La rete del "Piccoli Comuni del Welcome" promossa dal Consorzio "Il Sale della Terra" di Benevento e la ong “Migrace” della Repubblica Ceca sono stati gli unici due soggetti stranieri invitati a partecipare a Dallas alla tre giorni del meeting “Interactive” di Welcoming America. Un incontro che ha mostrato un'idea di Stati Uniti lontana anni luce dal trumpismo

di Angelo Moretti

Il Consorzio Sale della Terra ha avuto la fortuna di essere scelto dalla rete “Welcoming America” come special guest a Dallas, per la presentazione del suo progetto di sviluppo locale noto come “Rete dei Piccoli Comuni del Welcome”, promosso otto anni fa e che oggi conta sessanta comunità accoglienti in tutta Italia, nelle municipalità con meno di 5mila abitanti. Tra gli ottocento convegnisti e le centinaia di reti non profit e municipali, che arrivavano da ogni Stato degli Usa, eravamo solo due esperienze europee ad essere state chiamate per il confronto, oltre noi la ong “Migrace” della Repubblica Ceca.

Sul sito di Welcoming America sono ben scritte le finalità del network statunitense: «È un’organizzazione senza scopo di lucro che guida un movimento di comunità inclusive che diventano più prospere promuovendo l’appartenenza di tutti, compresi gli immigrati». Lo slogan con cui Welcoming America si presenta è quanto mai efficace building a nation of neighbors, “costruire una nazione di vicini”, un po’ come dalle nostre parti si intende costruire un sistema di welfare di comunità basato sul concetto di prossimità. 

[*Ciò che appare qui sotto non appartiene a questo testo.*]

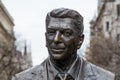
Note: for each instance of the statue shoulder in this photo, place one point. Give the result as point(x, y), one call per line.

La domanda che non poteva non abitare con insistenza la mia mente era quella che chiunque si sarebbe posto in quel consesso in questo momento storico: «Ma come è possibile che nella nazione in cui almeno metà degli elettori tollerano gli insulti quotidiani ai migranti possa esistere un network così importante e contemporaneamente così a-politico?».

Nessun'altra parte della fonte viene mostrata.